One Earth. One country. And a UK/US union ruling it all, apparently, given that choice of flag.
United Federation of Planets, this ain't.
There are some other curious parts to this statement as well: "I am one of those . . ."
It isn't just some idea Sherlock Holmes came up with. There are others thinking about this notion, apparently, which our history books don't tell us of. Where this all gets particularly interesting is when you combine Sherlock's statement with his later words about his brother Mycroft: "You are right in thinking that he is under the British government. You would also be right in a sense if you said that occasionally he is the British government."
Sherlock Holmes wasn't someone who cared much for politics. Watson listed his original thoughts on Holmes's political knowledge as "feeble." But he did grow up next to a man who was very interested in politics and how the government should work. So where do you think this idea of UK/US global domination might have come from?
"One of those," he says. Is he just taking some boyhood fantasy of his brother's and pretending it is more widespread than it actually was? Or is he actually talking about a quiet movement to encourage such a future?
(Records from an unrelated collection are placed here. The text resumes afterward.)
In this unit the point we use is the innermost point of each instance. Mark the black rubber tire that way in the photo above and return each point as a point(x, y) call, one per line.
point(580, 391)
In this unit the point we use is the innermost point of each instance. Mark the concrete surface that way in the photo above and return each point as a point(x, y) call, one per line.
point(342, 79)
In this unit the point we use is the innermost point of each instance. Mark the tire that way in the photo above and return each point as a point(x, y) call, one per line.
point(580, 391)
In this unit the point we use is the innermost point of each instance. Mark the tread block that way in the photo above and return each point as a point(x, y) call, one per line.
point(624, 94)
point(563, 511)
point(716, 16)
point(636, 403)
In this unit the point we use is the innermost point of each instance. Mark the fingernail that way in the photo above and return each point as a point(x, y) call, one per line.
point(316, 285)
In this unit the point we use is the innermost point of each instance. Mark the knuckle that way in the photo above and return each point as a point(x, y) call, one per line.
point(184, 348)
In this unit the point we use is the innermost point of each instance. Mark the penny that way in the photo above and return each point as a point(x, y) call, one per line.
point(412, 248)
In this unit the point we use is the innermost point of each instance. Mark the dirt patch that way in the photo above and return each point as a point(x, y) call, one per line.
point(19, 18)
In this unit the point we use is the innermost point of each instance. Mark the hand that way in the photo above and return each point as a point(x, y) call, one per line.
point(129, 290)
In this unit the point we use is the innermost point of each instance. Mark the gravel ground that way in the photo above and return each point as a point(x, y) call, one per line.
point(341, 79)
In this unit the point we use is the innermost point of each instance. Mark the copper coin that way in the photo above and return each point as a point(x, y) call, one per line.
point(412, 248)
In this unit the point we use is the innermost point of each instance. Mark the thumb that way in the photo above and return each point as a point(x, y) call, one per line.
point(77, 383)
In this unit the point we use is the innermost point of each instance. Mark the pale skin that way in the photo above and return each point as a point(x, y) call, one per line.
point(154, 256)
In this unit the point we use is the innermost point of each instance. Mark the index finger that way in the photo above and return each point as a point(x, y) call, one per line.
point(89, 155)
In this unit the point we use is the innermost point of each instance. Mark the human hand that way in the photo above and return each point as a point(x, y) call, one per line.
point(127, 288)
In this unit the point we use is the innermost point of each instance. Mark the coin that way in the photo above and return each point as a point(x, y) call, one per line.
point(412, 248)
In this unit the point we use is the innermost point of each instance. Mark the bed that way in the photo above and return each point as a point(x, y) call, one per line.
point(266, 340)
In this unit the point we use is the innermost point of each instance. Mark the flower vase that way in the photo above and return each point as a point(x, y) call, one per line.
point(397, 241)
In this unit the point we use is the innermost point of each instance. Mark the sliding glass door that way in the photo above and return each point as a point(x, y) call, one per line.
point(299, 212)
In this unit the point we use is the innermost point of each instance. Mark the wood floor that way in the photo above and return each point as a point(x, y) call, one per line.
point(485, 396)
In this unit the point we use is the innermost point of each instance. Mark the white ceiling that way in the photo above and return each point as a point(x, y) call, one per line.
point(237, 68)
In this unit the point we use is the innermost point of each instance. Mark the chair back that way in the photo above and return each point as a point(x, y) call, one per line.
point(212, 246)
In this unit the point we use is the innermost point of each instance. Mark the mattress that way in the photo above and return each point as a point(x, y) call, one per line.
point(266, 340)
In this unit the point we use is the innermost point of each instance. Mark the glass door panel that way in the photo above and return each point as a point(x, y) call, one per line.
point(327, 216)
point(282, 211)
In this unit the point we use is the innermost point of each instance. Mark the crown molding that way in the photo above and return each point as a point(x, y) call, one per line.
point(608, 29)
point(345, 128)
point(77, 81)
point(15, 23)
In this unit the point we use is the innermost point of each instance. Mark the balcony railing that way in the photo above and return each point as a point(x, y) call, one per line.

Sherlock's quote also has "the folly of a monarch and the blundering of a minister in far-gone years" as the thing that will possibly prevent such a future, and we assume "far-gone" to mean the past. But "far gone" just does not mean the past. It also means "a bad and worsening state." What if he's speaking of the folly of having a monarch in the future, or the blundering of too much power in a future prime minister? Like either of those could cause problems for this global plan?
Mycroft Holmes remains largely a mystery to us, with ties to things in the Sherlockian Canon as subtle and unknown as Professor Moriarty's works. But I can't help but think he's definitely behind this particular statement of his brother Sherlock's in "The Noble Bachelor."
How great were Mycroft Holmes's secret ambitions? Did such ideas pass with youth, or were they quietly being worked at throughout his career? That mystery, as large as the man himself, remains.